Johnson, Georgia Douglas. “Plumes.“ The Plays of Georgia Douglas Johnson: From the New Negro Renaissance to the Civil Rights Movement. Ed. Judith Stephens. Chicago: University of Illinois Press, 2005: 74-82. E-book.
Johnson, Georgia Douglas. Plumes. Digital Image. W.E.B. DuBois Papers. University of Massachusetts: 1926. Page 2. Web. 2 December 2015.
Locke, Alain, Thomas Montgomery Gregory, and Aaron Douglas.

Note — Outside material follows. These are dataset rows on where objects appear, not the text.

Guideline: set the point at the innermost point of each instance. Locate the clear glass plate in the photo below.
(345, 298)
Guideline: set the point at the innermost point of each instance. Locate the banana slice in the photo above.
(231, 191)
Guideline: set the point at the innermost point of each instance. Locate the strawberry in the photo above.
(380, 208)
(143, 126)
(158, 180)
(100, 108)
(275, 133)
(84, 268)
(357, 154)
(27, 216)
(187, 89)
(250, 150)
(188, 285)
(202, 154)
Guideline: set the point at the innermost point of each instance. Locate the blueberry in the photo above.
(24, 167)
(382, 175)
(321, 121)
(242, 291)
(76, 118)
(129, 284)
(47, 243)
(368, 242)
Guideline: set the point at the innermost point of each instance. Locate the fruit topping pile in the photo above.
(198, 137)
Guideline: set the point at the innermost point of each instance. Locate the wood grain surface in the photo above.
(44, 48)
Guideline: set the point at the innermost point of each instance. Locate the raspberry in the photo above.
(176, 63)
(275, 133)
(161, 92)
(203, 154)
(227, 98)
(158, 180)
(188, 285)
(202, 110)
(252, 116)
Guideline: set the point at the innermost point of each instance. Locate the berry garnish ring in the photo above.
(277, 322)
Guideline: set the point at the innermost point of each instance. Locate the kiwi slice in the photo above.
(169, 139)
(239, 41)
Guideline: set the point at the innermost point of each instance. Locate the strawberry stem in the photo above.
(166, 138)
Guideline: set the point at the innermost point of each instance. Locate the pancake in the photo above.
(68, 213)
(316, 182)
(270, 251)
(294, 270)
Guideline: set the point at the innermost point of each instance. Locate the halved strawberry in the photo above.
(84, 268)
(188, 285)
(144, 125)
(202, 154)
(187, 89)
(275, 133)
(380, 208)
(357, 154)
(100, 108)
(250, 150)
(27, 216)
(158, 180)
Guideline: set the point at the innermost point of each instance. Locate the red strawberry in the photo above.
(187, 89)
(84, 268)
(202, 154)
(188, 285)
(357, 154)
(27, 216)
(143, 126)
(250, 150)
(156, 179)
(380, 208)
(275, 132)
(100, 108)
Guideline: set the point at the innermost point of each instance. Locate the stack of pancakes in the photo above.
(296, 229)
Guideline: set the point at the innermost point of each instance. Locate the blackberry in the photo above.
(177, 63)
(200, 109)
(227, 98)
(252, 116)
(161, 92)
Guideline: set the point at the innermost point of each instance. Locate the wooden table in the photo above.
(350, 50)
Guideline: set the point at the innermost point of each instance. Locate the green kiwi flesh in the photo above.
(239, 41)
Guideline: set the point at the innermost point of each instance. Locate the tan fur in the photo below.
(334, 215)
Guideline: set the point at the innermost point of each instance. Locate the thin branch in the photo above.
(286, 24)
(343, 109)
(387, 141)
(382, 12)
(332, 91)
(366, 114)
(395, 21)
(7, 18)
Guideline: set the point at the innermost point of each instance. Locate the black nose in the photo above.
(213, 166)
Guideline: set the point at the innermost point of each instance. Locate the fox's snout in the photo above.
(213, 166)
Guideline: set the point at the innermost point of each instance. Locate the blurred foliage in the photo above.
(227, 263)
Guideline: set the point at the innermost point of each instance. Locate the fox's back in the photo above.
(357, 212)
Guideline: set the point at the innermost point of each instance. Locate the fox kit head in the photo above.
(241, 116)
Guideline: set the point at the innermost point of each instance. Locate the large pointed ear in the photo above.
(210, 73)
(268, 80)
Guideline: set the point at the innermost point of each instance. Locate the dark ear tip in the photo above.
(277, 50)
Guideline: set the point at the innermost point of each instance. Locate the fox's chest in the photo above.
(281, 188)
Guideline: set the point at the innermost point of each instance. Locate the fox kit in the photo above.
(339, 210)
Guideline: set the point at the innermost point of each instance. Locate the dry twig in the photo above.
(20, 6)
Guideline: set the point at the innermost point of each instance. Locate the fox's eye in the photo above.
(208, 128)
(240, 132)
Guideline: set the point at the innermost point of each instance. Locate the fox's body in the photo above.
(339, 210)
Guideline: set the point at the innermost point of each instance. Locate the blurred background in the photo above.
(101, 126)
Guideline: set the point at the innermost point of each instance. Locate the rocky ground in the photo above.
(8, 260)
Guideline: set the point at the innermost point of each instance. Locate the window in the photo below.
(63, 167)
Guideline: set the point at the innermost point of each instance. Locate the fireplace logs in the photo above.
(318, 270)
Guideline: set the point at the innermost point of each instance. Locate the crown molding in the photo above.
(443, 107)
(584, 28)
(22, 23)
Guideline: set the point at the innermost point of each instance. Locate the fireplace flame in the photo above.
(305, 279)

Plays of Negro Life : A Source-Book of Native America Drama.New York: Harper & Bros., 1927. Print.
Stavney, Anne. “‘Mothers of Tomorrow’: The New Negro Renaissance and the Politics of Maternal Representation.” African American Review 32.4 (1998): 533–561. JSTOR. Web.
Stephens, Judith L. “Art, Activism, and Uncompromising Attitude in Georgia Douglas Johnson’s Lynching Plays.” African American Review 39.1/2 (2005): 87–102. Print.
Sullivan, Megan. “Folk Plays, Home Girls, and Back Talk: Georgia Douglas Johnson and Women of the Harlem Renaissance.” College Language Association Journal 38.4 (1995): 404-419. Print.
Young, Patricia Alzatia. “Female Pioneers in Afro-American Drama: Angelina Weld Grimke, Georgia Douglas Johnson, Alice Dunbar-Nelson, and Mary Powell Burrill.” Ph.D. Bowling Green State University, 1986. ProQuest. Web.